By adopting tabular directory model, the metadata duplication of N-Form issue can be overcomed. Besides this benefit, the new directory model grouped the file data which has the same property or usage purpose in the same column. Thus, we can do more efficient file placements and aggregations.
In Web 2.0 applications, objects are mainly in small size. For example, social network web pages contain many small sized photoes and short video segments. The typical size of these objects are less than 10MB. Many traditional distributed file systems are designed for HPC applications, which targets at large file I/O optimization. Thus, for small files, many of these I/O optimizations are not as efficient as that for large files.

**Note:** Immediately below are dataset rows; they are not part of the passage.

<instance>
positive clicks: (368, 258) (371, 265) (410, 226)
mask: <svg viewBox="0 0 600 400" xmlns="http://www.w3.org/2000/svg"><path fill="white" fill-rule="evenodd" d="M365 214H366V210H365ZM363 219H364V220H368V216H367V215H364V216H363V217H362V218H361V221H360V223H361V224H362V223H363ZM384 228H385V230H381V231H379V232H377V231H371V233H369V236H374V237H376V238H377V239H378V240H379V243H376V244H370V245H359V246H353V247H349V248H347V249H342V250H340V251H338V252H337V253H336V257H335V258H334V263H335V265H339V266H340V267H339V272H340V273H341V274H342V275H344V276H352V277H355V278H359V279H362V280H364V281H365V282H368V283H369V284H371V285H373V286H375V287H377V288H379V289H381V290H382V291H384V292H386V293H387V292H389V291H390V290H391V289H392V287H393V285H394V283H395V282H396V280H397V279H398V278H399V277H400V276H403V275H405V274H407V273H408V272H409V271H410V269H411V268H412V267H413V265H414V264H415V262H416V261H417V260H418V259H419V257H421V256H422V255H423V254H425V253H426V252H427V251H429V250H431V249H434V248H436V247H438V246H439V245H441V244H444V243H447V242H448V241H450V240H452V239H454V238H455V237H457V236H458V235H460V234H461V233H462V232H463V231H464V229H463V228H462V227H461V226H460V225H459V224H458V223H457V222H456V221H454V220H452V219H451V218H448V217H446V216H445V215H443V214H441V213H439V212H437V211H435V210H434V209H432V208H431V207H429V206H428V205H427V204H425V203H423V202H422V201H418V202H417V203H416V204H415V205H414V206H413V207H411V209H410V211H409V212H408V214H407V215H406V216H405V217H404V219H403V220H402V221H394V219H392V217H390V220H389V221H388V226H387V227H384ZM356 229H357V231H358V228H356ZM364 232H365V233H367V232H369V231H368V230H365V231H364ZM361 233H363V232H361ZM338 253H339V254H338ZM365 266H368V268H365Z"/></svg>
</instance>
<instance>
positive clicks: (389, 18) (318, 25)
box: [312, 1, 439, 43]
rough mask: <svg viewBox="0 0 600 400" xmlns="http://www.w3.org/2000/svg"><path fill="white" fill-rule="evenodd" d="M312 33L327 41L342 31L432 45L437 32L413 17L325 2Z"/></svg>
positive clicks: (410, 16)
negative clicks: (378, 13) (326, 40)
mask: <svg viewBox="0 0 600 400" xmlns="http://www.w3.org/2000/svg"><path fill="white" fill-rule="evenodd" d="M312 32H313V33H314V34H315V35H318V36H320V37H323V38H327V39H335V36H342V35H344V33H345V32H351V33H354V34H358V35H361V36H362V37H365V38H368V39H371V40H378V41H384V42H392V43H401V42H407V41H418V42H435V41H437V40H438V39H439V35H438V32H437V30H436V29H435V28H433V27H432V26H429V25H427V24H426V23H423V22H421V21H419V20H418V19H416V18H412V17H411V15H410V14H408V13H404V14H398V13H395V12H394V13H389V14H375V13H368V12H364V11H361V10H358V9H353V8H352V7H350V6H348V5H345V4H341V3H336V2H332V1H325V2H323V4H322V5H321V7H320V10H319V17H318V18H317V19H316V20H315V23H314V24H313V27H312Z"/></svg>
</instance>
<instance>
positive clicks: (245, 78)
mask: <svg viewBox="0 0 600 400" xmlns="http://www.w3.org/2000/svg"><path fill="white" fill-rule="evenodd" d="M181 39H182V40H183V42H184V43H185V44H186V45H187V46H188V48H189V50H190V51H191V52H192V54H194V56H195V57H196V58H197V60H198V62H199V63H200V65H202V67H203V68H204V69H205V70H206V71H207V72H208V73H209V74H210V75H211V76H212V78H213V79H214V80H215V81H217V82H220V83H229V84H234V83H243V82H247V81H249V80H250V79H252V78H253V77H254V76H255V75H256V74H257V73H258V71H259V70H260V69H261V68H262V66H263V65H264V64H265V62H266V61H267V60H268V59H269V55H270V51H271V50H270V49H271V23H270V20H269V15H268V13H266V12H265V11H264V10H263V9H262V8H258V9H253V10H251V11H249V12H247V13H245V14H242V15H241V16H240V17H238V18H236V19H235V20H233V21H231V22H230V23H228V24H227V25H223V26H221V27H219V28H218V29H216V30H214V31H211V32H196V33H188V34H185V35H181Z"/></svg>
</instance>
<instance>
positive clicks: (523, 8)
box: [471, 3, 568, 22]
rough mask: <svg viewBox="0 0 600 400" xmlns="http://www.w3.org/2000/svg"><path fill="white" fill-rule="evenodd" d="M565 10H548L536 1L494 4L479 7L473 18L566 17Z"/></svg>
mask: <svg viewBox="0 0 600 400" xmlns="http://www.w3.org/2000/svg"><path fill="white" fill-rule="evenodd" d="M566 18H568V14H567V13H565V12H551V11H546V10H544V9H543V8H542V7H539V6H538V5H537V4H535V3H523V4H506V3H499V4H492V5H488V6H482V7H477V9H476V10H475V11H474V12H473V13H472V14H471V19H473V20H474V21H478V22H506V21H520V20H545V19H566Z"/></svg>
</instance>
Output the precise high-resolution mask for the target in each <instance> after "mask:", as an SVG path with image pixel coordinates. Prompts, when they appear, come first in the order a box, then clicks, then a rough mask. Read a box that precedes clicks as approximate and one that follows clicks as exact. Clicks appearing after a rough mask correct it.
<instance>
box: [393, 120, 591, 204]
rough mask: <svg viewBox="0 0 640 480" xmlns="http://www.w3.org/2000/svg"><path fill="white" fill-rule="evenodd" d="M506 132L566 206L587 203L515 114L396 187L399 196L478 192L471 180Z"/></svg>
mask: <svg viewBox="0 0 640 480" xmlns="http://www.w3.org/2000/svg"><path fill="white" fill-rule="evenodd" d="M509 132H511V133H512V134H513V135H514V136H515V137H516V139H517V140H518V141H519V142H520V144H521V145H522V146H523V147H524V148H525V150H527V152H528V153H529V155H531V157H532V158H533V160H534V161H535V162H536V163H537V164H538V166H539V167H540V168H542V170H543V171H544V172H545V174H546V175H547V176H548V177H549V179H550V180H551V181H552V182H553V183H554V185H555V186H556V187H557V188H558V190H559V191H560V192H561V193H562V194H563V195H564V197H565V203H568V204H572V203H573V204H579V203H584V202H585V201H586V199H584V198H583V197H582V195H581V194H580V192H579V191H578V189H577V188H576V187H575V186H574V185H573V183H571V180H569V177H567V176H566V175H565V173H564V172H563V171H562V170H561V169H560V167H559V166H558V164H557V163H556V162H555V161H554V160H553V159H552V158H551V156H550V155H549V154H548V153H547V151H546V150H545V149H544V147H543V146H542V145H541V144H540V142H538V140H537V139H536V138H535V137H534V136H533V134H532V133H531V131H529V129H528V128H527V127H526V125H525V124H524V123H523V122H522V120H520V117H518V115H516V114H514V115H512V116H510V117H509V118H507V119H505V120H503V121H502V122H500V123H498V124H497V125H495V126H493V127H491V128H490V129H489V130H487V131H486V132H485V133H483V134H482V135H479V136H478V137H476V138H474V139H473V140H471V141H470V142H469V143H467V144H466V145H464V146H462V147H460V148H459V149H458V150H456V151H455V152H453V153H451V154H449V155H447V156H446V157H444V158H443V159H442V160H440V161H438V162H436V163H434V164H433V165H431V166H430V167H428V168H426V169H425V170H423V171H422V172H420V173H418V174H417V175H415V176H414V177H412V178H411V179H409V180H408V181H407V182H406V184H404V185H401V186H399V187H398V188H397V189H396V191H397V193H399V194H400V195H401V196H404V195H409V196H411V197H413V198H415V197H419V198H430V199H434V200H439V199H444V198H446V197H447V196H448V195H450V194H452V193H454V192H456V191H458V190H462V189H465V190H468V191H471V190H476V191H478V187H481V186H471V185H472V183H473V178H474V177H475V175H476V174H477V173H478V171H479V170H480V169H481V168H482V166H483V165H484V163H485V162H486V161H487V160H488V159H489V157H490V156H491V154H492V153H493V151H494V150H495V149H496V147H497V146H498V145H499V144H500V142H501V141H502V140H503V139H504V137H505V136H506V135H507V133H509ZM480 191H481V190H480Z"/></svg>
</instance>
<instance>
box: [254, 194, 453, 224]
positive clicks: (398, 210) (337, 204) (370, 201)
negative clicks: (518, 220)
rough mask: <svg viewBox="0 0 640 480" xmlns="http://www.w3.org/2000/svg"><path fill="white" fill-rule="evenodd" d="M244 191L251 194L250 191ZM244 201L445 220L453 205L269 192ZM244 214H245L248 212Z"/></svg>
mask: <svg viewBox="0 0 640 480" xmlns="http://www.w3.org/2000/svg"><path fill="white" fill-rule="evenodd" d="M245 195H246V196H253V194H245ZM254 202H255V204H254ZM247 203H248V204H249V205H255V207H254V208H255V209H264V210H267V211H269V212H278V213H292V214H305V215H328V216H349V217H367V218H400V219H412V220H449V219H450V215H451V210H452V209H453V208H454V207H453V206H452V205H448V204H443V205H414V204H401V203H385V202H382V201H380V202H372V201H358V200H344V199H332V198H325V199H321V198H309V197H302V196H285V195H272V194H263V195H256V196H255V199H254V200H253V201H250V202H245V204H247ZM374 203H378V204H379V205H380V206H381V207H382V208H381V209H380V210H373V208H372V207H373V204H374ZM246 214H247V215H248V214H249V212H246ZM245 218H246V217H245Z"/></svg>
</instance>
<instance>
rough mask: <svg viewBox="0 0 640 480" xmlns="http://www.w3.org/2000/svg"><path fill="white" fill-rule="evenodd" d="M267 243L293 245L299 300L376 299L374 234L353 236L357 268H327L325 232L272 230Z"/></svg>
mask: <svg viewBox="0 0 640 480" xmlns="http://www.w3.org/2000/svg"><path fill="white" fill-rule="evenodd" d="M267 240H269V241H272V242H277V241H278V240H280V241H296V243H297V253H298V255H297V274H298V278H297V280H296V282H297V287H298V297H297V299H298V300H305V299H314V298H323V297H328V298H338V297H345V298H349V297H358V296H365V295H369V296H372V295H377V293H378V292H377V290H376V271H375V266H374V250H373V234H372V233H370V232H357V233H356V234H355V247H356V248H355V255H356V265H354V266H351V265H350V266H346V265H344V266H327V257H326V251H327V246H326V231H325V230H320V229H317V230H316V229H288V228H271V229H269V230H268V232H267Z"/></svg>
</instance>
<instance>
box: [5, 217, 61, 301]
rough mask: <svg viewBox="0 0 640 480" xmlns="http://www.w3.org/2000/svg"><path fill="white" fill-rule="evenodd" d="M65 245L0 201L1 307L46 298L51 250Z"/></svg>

To optimize small file I/O, we propose to do file aggregation based on tabular directory model. For files that in the same directory, we do file aggregations automatically. For each directory column, we generate an aggregated large file. File content is cached and then write sequentially to low level SSD. File aggregation can maximally utilize low level I/O bandwidth.
There are so many objects to store in Web 2.0 applications. User generated objects, such as uploaded photoes, videos, documents, are tremendous. To manage these massive objects in a file system means that we need a expandable metadata service.
In PFS, we exploid the extendible hash technology to distribute file metadata across many cache servers. Metadata can migrate from one server to other server when there are too many cached file entries. The cache server can be add in or remove out at any time with little latency. File metadata is redistributed automatically on server changes.
A new OBJECT STORE LAYER for large files is under developing.